Can the police look at your phone after arresting you? What the law says
The mobile phone is today the most intimate personal object we carry: private conversations, photographs, emails, banking data, browsing history. That is why, when someone is arrested and the police take their phone, an urgent question arises: can they look at what is inside?
It is worth distinguishing two very different acts. Seizing the phone, that is, physically taking it from the detainee, does not require judicial authorisation: the police can do so at the moment of arrest to preserve possible evidence. But accessing its content is something completely different. Having the device in their possession does not give the police any right to read the messages, view the photographs or examine the history: between seizing and examining there is a legal barrier that only a judicial authorisation can lift.
Access to the content of a phone affects two fundamental rights: the secrecy of communications, under Article 18.3 of the Constitution, which protects WhatsApp messages, emails and any private communication, and the right to privacy, under Article 18.1, which covers photographs, history and data from the private sphere. Both may be limited, but only by a reasoned judicial decision that assesses proportionality.

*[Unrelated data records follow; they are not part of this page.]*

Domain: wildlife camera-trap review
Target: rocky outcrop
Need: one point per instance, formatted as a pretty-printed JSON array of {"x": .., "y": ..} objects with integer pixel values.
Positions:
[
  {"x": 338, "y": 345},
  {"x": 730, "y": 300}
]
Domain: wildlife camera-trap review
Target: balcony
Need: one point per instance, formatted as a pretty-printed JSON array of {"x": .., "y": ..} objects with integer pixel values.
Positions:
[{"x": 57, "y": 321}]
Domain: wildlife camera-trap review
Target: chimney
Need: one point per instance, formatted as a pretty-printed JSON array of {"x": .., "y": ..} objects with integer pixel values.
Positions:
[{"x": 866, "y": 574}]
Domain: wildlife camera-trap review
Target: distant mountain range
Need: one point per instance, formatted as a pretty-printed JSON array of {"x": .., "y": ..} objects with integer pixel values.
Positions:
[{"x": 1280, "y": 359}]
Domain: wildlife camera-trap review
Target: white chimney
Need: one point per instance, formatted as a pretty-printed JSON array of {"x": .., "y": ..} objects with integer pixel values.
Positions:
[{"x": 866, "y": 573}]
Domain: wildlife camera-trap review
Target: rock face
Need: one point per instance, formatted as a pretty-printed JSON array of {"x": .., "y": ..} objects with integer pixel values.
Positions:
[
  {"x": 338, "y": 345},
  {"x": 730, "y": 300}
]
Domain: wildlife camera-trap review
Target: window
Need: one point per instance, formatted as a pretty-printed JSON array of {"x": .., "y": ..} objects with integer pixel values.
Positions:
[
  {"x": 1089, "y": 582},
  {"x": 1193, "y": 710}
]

The general rule is clear: the police need a reasoned court order to access the content of a phone. That order must be specific: it must determine what type of content may be examined, during what period and for what purpose. A generic authorisation to examine the phone is not enough. The exceptions are very few and to be interpreted strictly: only an extreme, real and established urgency, not created by the police's own inaction, could justify access without prior authorisation, and always with immediate subsequent judicial review.
If the police access the content of a phone without judicial authorisation and without a valid exception applying, the consequence is the nullity of the evidence: everything obtained is inadmissible, and under the fruit of the poisonous tree doctrine so is anything derived from it. In addition, that unlawful access may constitute an offence of discovery and disclosure of secrets.
A highly controversial issue is whether the detainee must provide the PIN or password. According to the dominant case law, no: compelling someone to hand over the access code to a device with possible incriminating information would clash with the right not to incriminate oneself. The refusal cannot be used as proof of guilt. WhatsApp conversations already received and stored are considered protected by the right to privacy and still require judicial authorisation; it is also worth distinguishing between the content of the device itself and that hosted in the cloud or on foreign providers' servers, access to which may require additional procedures.
When the judge authorises access, it is usually carried out through a digital forensic analysis that can even recover deleted messages; that analysis must adhere strictly to the limits of the order. The defence has the right to know the forensic report and to propose its own expert. The practical recommendation is never to unlock the phone or hand over the password without first consulting the lawyer.